The Post-Antibiotic Age?

What about using genetic engineering to breed mosquitos that don’t carry malaria? these could out-compete the bad, disease carriers.
has this been tried?

Better yet, turn them into flying vaccination vectors. Right now they’re disease vectors but you could, in theory, make them work the opposite way. This article is from 2010 but I’ve read something about this very recently so I think this idea has some traction.

There is research using sterile insects, but I think they are still figuring out how to scale it. Really, screening windows and using mosquito nets is very effective, but it’s hard to get people to sleep under mosquito nets (objectively, they are really uncomfortable), and there are logistical challenges to getting nets where they need to be.

I don’t think most Docs are blasé. However I do think that in the US and other educated countries, antibiotics are overused because of the sophistication of the population (see my example for otitis media, above) and in less educated countries, antibiotics are overused because of the unsophistication of the population. Your malaria example is a good one and would occur with or without counterfeit drugs. In less developed areas where malaria is endemic, anti-malarials–when available–are handed out like candy without any confirmatory diagnosis (for resource, not educational, reasons). When I go to undeveloped places as a physician, it’s a constant battle not to hand out antibiotics, period. The population learns real fast not to accept a benign alternative, and learns real fast to make up symptoms that might happen because (where I go) the Hospital Boat only shows up every three months. Different modus operandi on the part of the patient than in the US, but the same result: overuse of any and all antibiotics and an increasing demand to overuse even the expensive ones.

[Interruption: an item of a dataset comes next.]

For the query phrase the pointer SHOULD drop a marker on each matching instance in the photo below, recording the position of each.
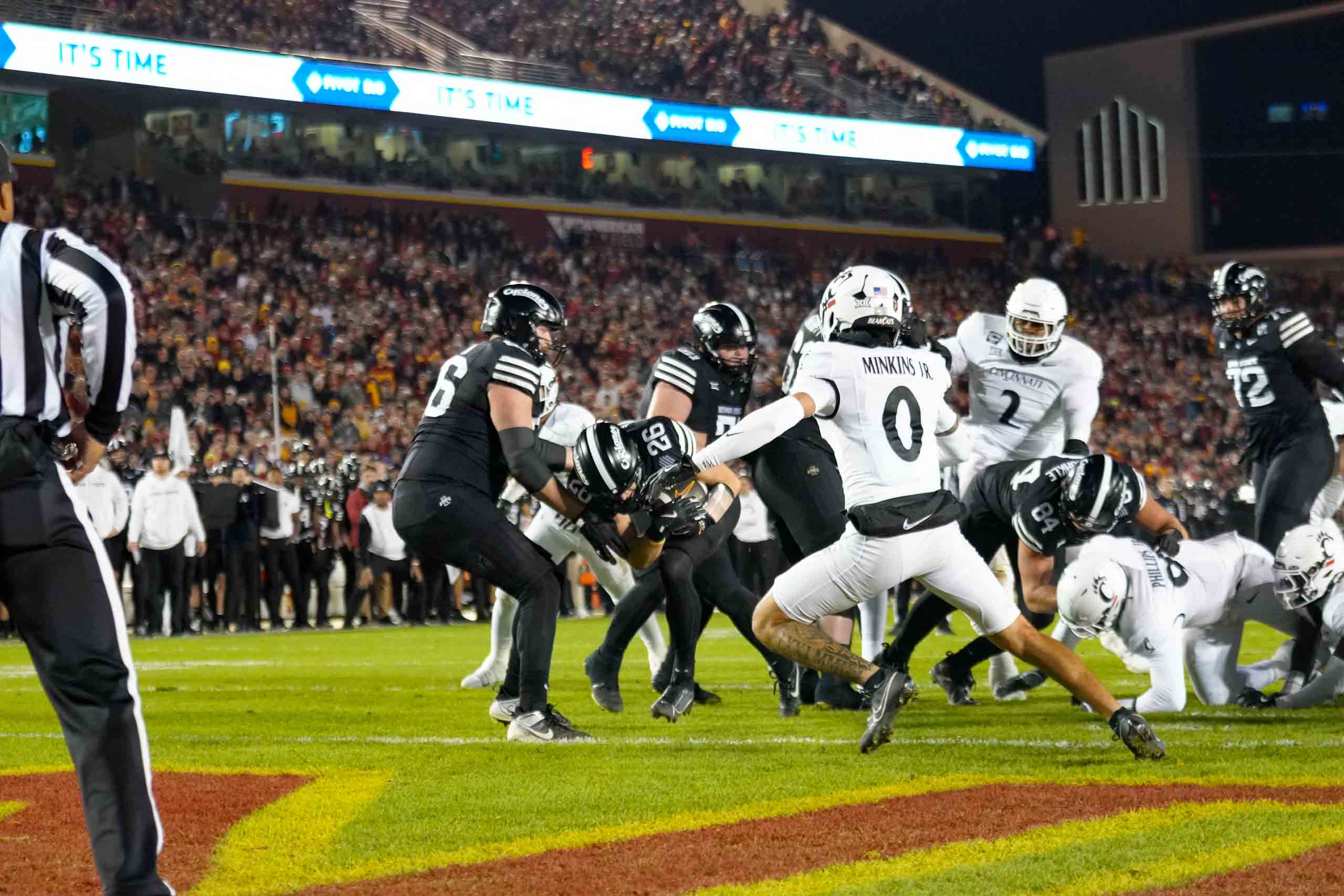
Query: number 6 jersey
(1023, 409)
(456, 438)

The world is what it is. One can be un-blasé and nevertheless not be convinced there is a very viable solution other than increasingly expensive antibiotics and other approaches. It’s an eternal war, and germs are surprisingly well-constructed to take on modern science. It’s kind of remarkable that we’ve actually defeated a few of them…

I believe in being non-blasé, but I also see most efforts to fix overuse of antibiotics as pretty quixotic.

FDA hopes to curb antibiotic use on farms

FDA takes steps to phase out antibiotics in meat

The World Health Organization has just released a major report supporting this view:
““Without urgent, coordinated action by many stakeholders, the world is headed for a post-antibiotic era, in which common infections and minor injuries which have been treatable for decades can once again kill,” says Dr Keiji Fukuda, WHO’s Assistant Director-General for Health Security.”
Summary at:
http://www.who.int/mediacentre/news/releases/2014/amr-report/en/
Full Report at:
http://www.who.int/iris/bitstream/10665/112642/1/9789241564748_eng.pdf

But probably nothing will be done.

Updating this thread from 2013, six years ago:

So if you start extrapolating 6 years in the future, 12 years in the future, 18 years in the future, 24 years in the future when do your reach a point “Post Antibiotic Infection is the Leading Cause of Death in the U.S”?

Here is the CDC report:

As I understand it, 90% of the true problem is this: the current method of funding drug research doesn’t reward researching new antibiotics. They have a valuable role in saving lives but the very nature of targeting a 1% market (the 1% of patients who all current antibiotics fail on) is there’s no revenue.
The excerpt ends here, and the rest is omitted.